Since marijuana is still illegal on the federal level, with the Drug Enforcement Administration conducting frequent raids in states such as California that have had a legal medical marijuana market for almost 20 years, Boiter argued that forcing patients to register in a database that could easily be handed to local, state or federal law enforcement officials, is dangerous and nerve-wracking for many.
She said the registry requirement was especially concerning given that every adult in the state aged 21 and older can purchase marijuana without registering, which puts the patients in a very vulnerable state.
Limited access?
Another source of concern for advocates like Boiter is where medical marijuana patients will be able to buy their medicine and how much it is going to cost them now that they will be competing with recreational users for their marijuana supply — that they have to buy on a weekly basis.
“No one buys medicine every week,” Boiter said. “It’s not going to work to have a one week supply at a time.”
Under the state’s medical marijuana program, dispensaries were not legally allowed to open, but with recreational legalization, the state opted to allow pot shops. The state wanted to ensure that there weren’t more dispensaries than coffee shops, as is the case in California, so they limited the number of retail licenses that would be issued to 334 for the entire state.
The license application process is now closed, with the Liquor Control Board issuing licenses based on jurisdictions. Now, what worries some, like Boiter, is that the state’s attorney general is allowing cities to ban dispensaries.

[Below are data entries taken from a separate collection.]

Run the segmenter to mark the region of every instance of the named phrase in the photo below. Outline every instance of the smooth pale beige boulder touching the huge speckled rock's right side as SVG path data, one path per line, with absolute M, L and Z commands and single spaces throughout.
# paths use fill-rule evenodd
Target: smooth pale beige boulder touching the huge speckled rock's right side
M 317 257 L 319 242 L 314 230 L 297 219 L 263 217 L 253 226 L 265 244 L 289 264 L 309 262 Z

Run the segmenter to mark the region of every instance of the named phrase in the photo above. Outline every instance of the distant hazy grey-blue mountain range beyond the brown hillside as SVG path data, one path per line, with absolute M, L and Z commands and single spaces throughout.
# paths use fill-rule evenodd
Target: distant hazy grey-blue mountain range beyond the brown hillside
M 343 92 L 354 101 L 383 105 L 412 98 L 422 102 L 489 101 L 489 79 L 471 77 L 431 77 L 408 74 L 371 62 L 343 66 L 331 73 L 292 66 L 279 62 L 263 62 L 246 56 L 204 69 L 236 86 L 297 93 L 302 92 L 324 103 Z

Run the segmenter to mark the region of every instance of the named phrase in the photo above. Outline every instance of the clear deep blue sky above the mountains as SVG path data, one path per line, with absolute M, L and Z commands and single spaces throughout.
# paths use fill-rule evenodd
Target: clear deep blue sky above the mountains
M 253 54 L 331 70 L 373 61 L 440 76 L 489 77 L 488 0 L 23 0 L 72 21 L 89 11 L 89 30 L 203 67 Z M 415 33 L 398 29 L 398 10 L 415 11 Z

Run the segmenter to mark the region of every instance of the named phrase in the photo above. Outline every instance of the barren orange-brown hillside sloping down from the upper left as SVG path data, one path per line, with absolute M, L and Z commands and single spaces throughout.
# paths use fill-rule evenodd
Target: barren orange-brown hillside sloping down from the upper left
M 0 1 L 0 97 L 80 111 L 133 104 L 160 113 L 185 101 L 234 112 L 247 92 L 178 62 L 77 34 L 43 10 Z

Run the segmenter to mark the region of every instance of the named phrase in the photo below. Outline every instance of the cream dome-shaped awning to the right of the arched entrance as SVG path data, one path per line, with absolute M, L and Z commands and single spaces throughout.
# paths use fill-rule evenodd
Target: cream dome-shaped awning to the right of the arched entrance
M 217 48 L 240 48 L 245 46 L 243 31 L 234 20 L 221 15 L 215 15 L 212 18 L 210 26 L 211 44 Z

As a result, some of those people who were issued retail licenses to provide marijuana for a certain area of the state are no longer able to do so, which Boiter said means the 75-year-old grandma who has terminal cancer is now forced to grow her own marijuana.
As Boiter mentioned, some patients don’t have the know-how or the ability to grow their own plants, and even if they did, the plants take about six months to flower. “These patients need it now,” Boiter said.
In regard to price, Boiter said a gram of marijuana, which now costs patients $10, is expected to cost $40 because of increased demand for the product and taxes.
Washington state law prohibits the taxation of medications that require a prescription from a medical professional, but last year the Liquor Control Board called medical marijuana’s tax-free status a “threat” to the state’s projected revenue stream and said they planned to tax the medicine.
Oliver thinks that even with increased demand, patients will only have to pay $15 for access to their medicine. “The price is going to be the same,” he said, since “the production price is going to decrease.”
“I have confidence it is going to work out,” Oliver said. “I have sympathy for some of the patients, but I think that the reason it is threatened now is not because of 502, it is because medical marijuana has been built as a house of cards and the (state) legislature is knocking it down.”
Though Oliver recognizes that the restrictions are unfortunate for patients and sympathizes with them, he said it’s also important to remember the people in the industry who are now concerned they are not going to make any money, and that those under the age of 21 caught using marijuana are more likely to go into treatment instead of jail, which would allow young kids to be able to go to college.